In examining this evidence, the ALJ determined that Dornseif's seizure disorder is well controlled by Dilantin, that Dornseif's knee injury and vascular insufficiency have significantly improved, and that the surgery successfully relieved her leg/knee symptoms. In addition, the ALJ concluded Dornseif's daily activities not only include working four hours a day, but that she performs many chores and tasks at home. See Berger, 516 F.3d at (fact that claimant could "perform some work cuts against his claim that he was totally disabled"). The ALJ also concluded that Dornseif successfully treats her pain with over-the-counter medications. By articulating her justifications for rejecting and accepting certain evidence, the ALJ built a logical bridge from the evidence to her conclusions, including that Dornseif had a RFC to perform medium work and that she could stand for six hours in an eight hour work day. See Berger, 516 F.3d at 545; see also Simila, 573 F.3d at 513-14 (even if reasonable minds could differ regarding whether claimant is disabled, courts will affirm ALJ's decision if it has adequate support).

In addition to Dornseif's arguments that the Court has already discussed, she also contends that the ALJ failed to take into consideration her testimony that she cannot stand long enough to work full-time, including her testimony that she must go home and nap for an hour after working for four hours and that she cannot be on her feet six hours out of eight. Dornseif also argues that the ALJ failed to consider the vocational expert's favorable answers that she gave on cross-examination, including that if a person were limited to standing and/or walking 3 to 4 hours in a workday, that person would be limited to sedentary work.

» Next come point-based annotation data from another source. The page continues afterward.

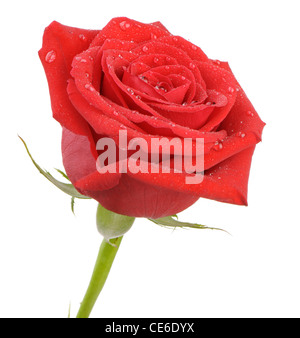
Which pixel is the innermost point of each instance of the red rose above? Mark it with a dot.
(140, 78)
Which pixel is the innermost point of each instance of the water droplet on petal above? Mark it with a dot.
(145, 49)
(89, 87)
(82, 37)
(218, 145)
(50, 57)
(124, 25)
(241, 134)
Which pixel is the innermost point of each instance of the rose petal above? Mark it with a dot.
(64, 43)
(128, 30)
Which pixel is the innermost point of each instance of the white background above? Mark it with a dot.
(47, 254)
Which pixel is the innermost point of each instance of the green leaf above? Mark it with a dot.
(65, 187)
(173, 223)
(73, 204)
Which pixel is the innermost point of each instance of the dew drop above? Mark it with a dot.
(89, 87)
(241, 134)
(50, 57)
(124, 25)
(145, 49)
(82, 37)
(218, 145)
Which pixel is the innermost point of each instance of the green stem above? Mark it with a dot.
(103, 264)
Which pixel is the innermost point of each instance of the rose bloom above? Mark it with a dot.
(140, 78)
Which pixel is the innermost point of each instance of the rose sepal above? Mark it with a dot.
(112, 225)
(67, 188)
(171, 222)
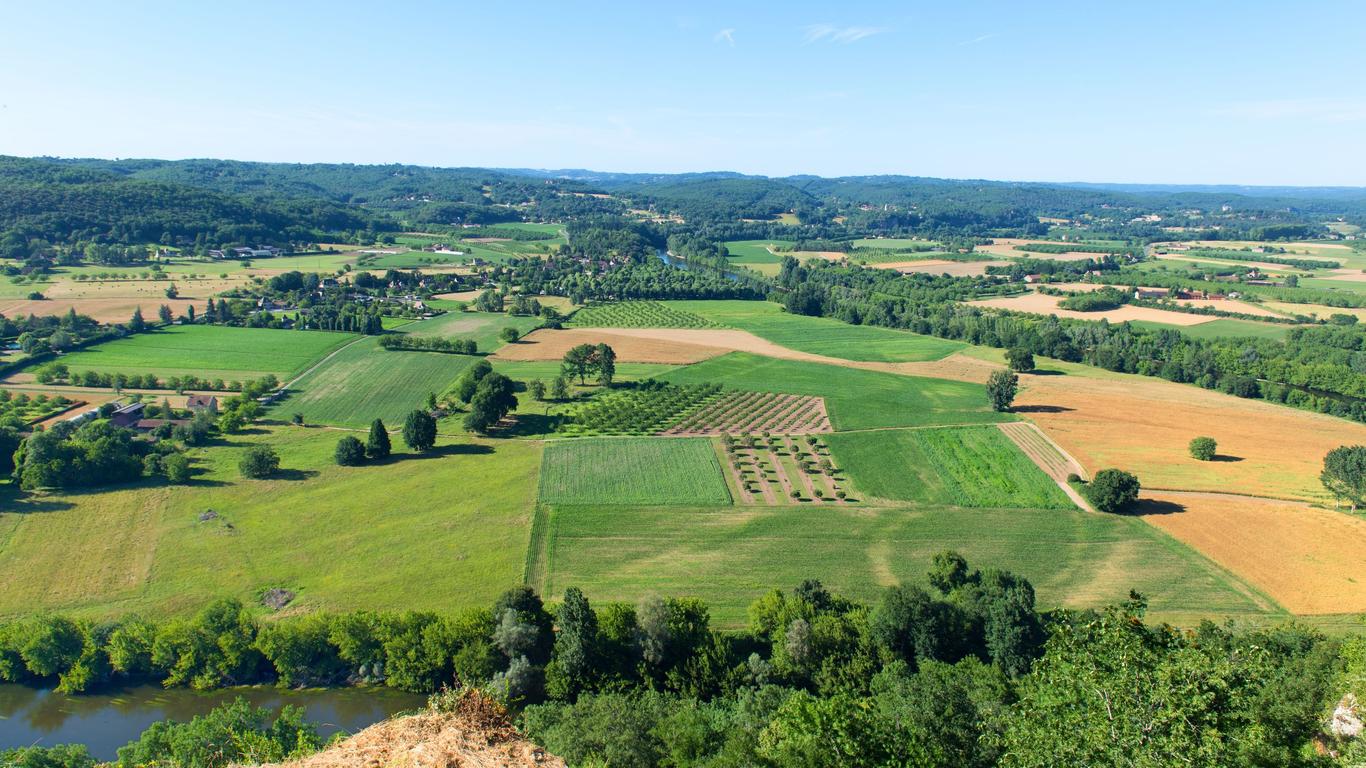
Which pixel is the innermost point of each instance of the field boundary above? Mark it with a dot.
(1036, 446)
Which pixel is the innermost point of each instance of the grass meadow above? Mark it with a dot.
(436, 532)
(209, 351)
(637, 470)
(365, 381)
(731, 556)
(821, 335)
(855, 398)
(971, 466)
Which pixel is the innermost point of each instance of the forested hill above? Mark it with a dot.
(67, 202)
(422, 193)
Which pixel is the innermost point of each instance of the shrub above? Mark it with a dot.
(350, 451)
(258, 462)
(1112, 489)
(1204, 448)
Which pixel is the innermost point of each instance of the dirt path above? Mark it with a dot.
(1048, 457)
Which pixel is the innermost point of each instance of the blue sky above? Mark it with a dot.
(1194, 92)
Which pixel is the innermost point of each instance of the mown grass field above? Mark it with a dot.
(1225, 328)
(821, 335)
(365, 381)
(971, 466)
(211, 351)
(855, 398)
(484, 327)
(633, 470)
(436, 532)
(731, 556)
(637, 314)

These hypothetical limitations, however, were based on Dornseif's testimony regarding her own assessment of her capabilities and not the controlling RFC findings. And, as discussed, the ALJ determined that Dornseif's testimony was not fully credible. Therefore, the ALJ was not required to give credit to the more restrictive hypothetical questions based on Dornseif's own testimony, especially in light of the ALJ's thorough examination of the medical and non-medical evidence in the record. See Kadelak v. Astrue, 802 F.Supp.2d 934, 946 (N.D. Ill. 2011); see also Jones, 623 F.3d at 1162 (7th Cir. 2010) (an ALJ "is prohibited only from ignoring an entire line of evidence that supports a finding of disability"). Therefore, Dornseif's argument that the ALJ did not consider the entire record fails.

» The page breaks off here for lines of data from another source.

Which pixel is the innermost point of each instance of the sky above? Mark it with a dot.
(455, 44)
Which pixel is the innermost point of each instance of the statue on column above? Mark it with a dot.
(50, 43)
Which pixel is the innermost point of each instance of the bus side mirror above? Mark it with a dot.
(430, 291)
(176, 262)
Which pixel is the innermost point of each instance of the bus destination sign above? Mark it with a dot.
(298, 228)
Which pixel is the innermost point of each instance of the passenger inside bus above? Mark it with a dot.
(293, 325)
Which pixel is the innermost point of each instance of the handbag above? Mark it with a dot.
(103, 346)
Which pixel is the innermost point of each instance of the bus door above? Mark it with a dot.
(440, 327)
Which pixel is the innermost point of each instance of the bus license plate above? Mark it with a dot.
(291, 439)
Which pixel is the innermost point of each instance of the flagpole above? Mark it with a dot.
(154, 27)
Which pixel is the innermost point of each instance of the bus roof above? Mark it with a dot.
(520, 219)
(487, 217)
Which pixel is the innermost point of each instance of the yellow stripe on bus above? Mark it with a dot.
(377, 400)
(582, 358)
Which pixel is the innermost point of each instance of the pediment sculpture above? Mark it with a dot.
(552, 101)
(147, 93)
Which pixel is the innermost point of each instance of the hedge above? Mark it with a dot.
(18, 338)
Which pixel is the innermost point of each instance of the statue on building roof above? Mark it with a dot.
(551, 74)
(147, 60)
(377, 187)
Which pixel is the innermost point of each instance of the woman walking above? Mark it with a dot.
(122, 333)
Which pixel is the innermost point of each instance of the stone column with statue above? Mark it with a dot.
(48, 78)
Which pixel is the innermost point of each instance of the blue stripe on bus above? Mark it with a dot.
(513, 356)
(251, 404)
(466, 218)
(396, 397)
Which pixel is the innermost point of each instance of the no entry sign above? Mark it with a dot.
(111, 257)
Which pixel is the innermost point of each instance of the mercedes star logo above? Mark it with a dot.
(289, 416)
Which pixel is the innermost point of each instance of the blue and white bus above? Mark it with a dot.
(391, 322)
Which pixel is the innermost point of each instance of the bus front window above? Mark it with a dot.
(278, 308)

VII. Exhibits Not in Evidence

Last, Dornseif argues that the ALJ's finding that she has a RFC for medium work is unsupported by the record because the ALJ did not admit the exhibits she relied upon in making this determination -- Exhibits 13F through 17F -- into the record at the October 2009 hearing. These exhibits, however, were made part of the record before the ALJ issued her decision in November 2009. (Admin. Record, at 28.) See McClesky v. Astrue, 606 F.3d 351, 354 (7th Cir. 2010) ("evidence can be submitted up to the date an ALJ decision is issued"). In fact, an ALJ has broad discretion to admit records into evidence after the close of the hearing, which the ALJ did in this case. See Hamilton v. Astrue, No. 4:07-cv-0177-DFH-WGH, 2008 WL 2705171, at *7 (S.D. Ind. June 24, 2008) (Hamilton, J.). Accordingly, Dornseif's final argument lacks merit.

CONCLUSION

For the foregoing reasons, the Court denies Plaintiff's motion for summary judgment, grants Defendant's motion for summary judgment, and dismisses this lawsuit in its entirety.